Jun. 14th, 2011

arachnekallisti: (act her age)
You could make a case that it was in 1969 that synthpop as we know it was born. The first time that it occurred to someone that you could make purely electronic music that you could dance to. That case would be a track called "Popcorn", recorded by Gershon Kingsley on his album Music to Moog By.

"Popcorn" has gone on to become something of a synthpop standard. It's been covered by everyone from Aphex Twin to the Swedish Chef. There's at least 79 versions around, but these are my personal favourites:

1. Gershon Kingsley, 1969.
The original, and possessed of a certain retro charm. Quite different from later versions - the melody's slightly different, and it doesn't have the chorus in.

2. Hot Butter, 1972.
Arguably the definitive version, and the basis for all subsequent ones.

3. Marsheaux, 2004.
Probably my favourite.
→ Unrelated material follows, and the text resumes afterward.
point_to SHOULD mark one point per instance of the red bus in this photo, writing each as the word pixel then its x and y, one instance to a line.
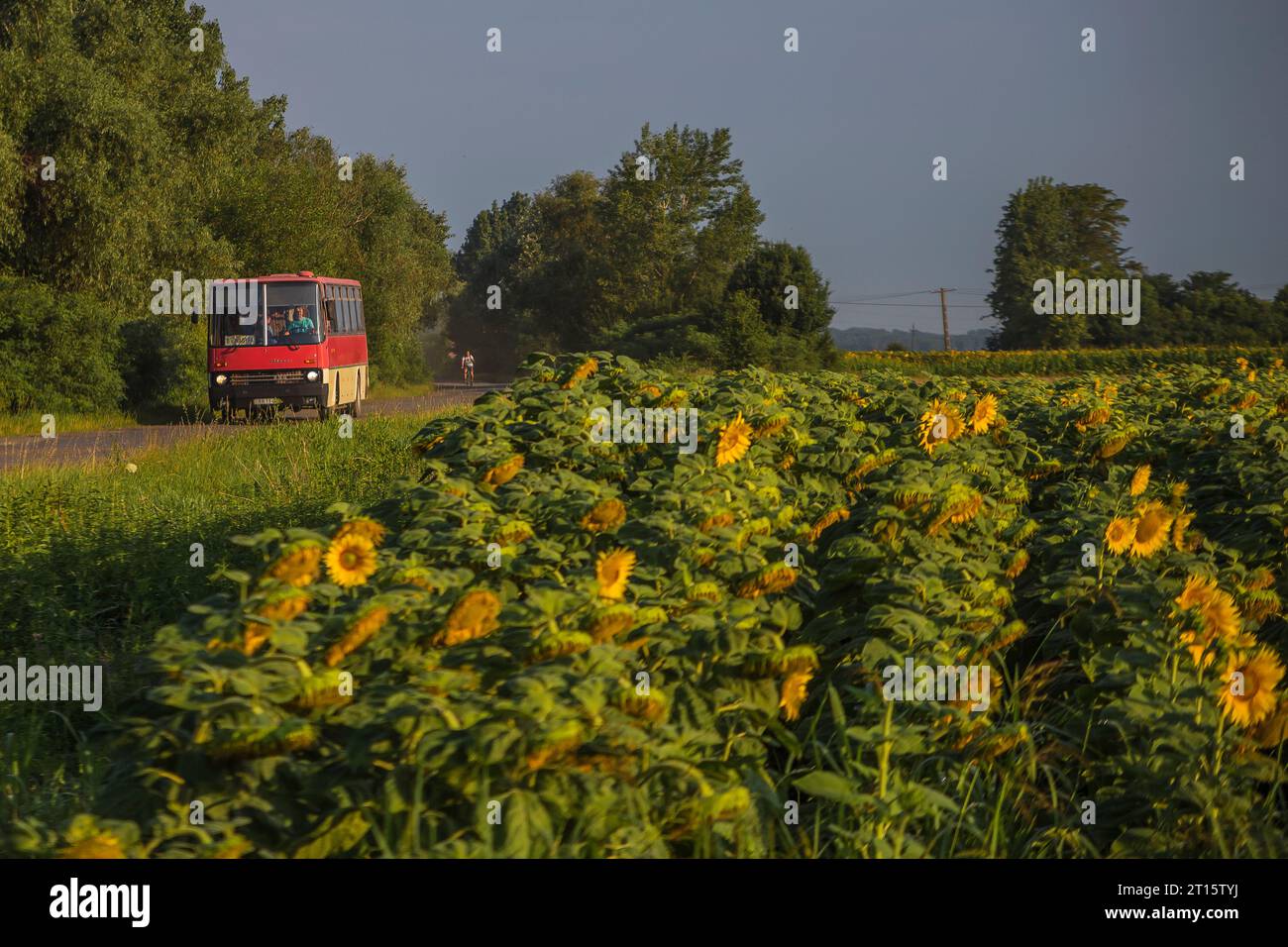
pixel 301 346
Chilly and ethereal.

4. Muse, 2010.
Prog-rock version with lots of guitar.

5. Fiddler's Green, 2003.
Folk-metal version. THIS IS AWESOME.

6. Aphex Twin, 1992.
Uncompromising experimental electronica version.

7. The Popcorn Orchestra, 1972.
Actually Jean-Michel Jarre, before he was famous.

8. The M & H Band, 1987.
Not actually Jean-Michel Jarre, although they're doing a pretty good impression of him.

9. Guru Josh, 1990.
Live acid house version. Quite fun, but goes on a bit.

10. Necronomikids, 2009.
Surf rock thrash version. Fast, fun, but over a bit too soon.